Seeking to head off a potential Rand Paul Presidency and fearing that such might mean an end to perpetual war, the war machine has gone into full attack mode.
It started over the weekend with Texas Governor (and previously Bilderberg-approved) Rick Perry’s op-ed in The Washington Post, in which he warned about the dangers of “isolationism.” He described Paul as “curiously blind” to the growing threats in Iraq.
The use of the term “isolationism” is an old and tired canard the warmongers recycle whenever the American people grow weary of perpetual war and a politician sensing the mood of the electorate comes out and threatens to disengage the U.S. from its constant meddling.

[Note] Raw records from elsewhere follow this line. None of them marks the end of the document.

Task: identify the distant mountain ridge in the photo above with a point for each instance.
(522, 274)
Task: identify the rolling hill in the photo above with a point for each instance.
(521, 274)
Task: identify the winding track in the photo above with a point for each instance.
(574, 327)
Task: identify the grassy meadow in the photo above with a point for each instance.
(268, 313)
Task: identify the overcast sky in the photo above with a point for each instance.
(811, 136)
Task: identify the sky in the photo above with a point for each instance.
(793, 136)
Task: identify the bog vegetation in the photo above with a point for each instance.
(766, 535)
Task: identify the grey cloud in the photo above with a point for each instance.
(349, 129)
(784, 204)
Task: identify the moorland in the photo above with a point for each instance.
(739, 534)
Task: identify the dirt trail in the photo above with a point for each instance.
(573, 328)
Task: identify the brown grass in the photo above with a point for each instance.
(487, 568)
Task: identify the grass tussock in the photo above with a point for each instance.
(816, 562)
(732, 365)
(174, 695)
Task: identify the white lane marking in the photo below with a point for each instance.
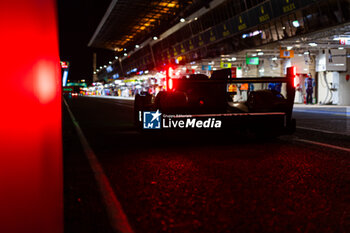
(323, 144)
(117, 217)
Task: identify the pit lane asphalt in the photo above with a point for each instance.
(210, 183)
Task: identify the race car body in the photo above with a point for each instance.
(219, 103)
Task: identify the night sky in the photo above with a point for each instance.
(78, 21)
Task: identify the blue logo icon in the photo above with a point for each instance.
(151, 120)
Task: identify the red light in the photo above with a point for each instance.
(170, 84)
(295, 82)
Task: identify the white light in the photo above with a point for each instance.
(313, 44)
(296, 23)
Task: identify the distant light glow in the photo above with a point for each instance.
(65, 77)
(296, 23)
(313, 44)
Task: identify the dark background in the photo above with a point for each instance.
(78, 21)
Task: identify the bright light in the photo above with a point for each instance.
(170, 84)
(65, 77)
(313, 44)
(296, 23)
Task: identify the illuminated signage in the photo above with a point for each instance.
(252, 61)
(64, 64)
(286, 53)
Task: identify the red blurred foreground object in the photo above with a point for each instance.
(31, 197)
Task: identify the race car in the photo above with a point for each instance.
(219, 103)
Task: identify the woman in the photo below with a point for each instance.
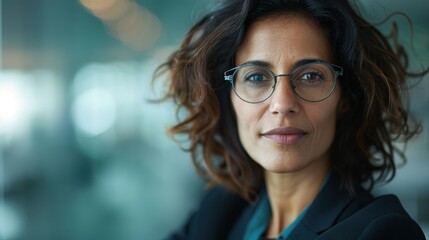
(293, 106)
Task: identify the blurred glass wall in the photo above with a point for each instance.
(83, 155)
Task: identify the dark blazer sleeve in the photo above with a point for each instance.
(392, 227)
(383, 219)
(214, 218)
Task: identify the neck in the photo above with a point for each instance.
(290, 193)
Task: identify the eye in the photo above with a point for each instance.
(256, 77)
(310, 77)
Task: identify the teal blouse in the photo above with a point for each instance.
(258, 224)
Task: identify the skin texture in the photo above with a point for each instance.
(295, 164)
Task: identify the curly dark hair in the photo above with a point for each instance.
(374, 92)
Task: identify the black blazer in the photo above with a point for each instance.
(334, 214)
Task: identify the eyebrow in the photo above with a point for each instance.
(295, 65)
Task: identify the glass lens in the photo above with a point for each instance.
(253, 83)
(314, 81)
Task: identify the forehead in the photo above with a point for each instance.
(283, 39)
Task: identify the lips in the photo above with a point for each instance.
(285, 136)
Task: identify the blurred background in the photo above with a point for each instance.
(83, 155)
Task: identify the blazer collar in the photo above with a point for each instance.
(321, 215)
(326, 207)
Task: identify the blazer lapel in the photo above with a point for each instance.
(324, 211)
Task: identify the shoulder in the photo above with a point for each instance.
(216, 214)
(383, 218)
(389, 220)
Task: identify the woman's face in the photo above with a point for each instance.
(286, 134)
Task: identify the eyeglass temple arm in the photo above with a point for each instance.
(228, 77)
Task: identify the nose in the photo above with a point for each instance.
(284, 100)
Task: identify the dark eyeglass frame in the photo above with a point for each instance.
(337, 71)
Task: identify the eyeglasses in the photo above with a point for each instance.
(312, 82)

Paul has certainly not advocated “isolationism.”
Senator John McCain, who would have the U.S. military engaged in every Mideast country plus half the former Soviet Union if he had his way, piled on, accusing Paul of wanting a “withdrawal to fortress America.” Not to be outdone, former Vice President and longtime Trilateral Commission member Dick Cheney told a luncheon crowd on Monday that “isolationism is crazy.” His daughter, Liz Cheney, declared that Paul “leaves something to be desired in terms of national security policy.”
“I think the general fear on the part of a lot of leaders in the Republican Party is that there’s an isolationist temptation after two big wars, an isolationist temptation in the American electorate,” Elliott Abrams, a senior fellow at the Council on Foreign Relations who was a deputy national security adviser in the George W. Bush Administration, told Politico. “And I think people are genuinely concerned about it and desirous of trying to stop it before it spreads further.”
It’s not the American people but the neocon establishment that’s “desirous of trying to stop it before it spreads further.” What the American people are “genuinely concerned about” is a desire to end the incoherent foreign policy — advocated by the previously mentioned warmongers as well by the current usurper currently despoiling the people’s house — of arming in one country the very terrorists we are fighting in another. What the American people are “genuinely concerned about” is a foreign policy that considers the interests of Saudi Arabia, Israel and international banksters over the best interests of the United States. What the American people are “genuinely concerned about” is a foreign policy which, in Iraq, pits the U.S. against a supposed ally (Saudi Arabia, which supports and is arming ISIS) and alongside a supposed enemy (Iran, which supports the U.S. puppet regime in Iraq). What the American people are “genuinely concerned about” is a regime that drone strikes innocent civilians around the globe under the guise of fighting a “war on terror” that the current President won’t even acknowledge.
The American people, by and large, have grown sick of war. That’s understandable considering the U.S. has been in a constant state of war since George H.W. Bush double-crossed Saddam Hussein and opened the door to an Iraq invasion of Kuwait in August 1990. It’s been stirring the pot in the region since the CIA dispatched Kermit Roosevelt to orchestrate an Iranian coup on behalf of British oil interests in 1951.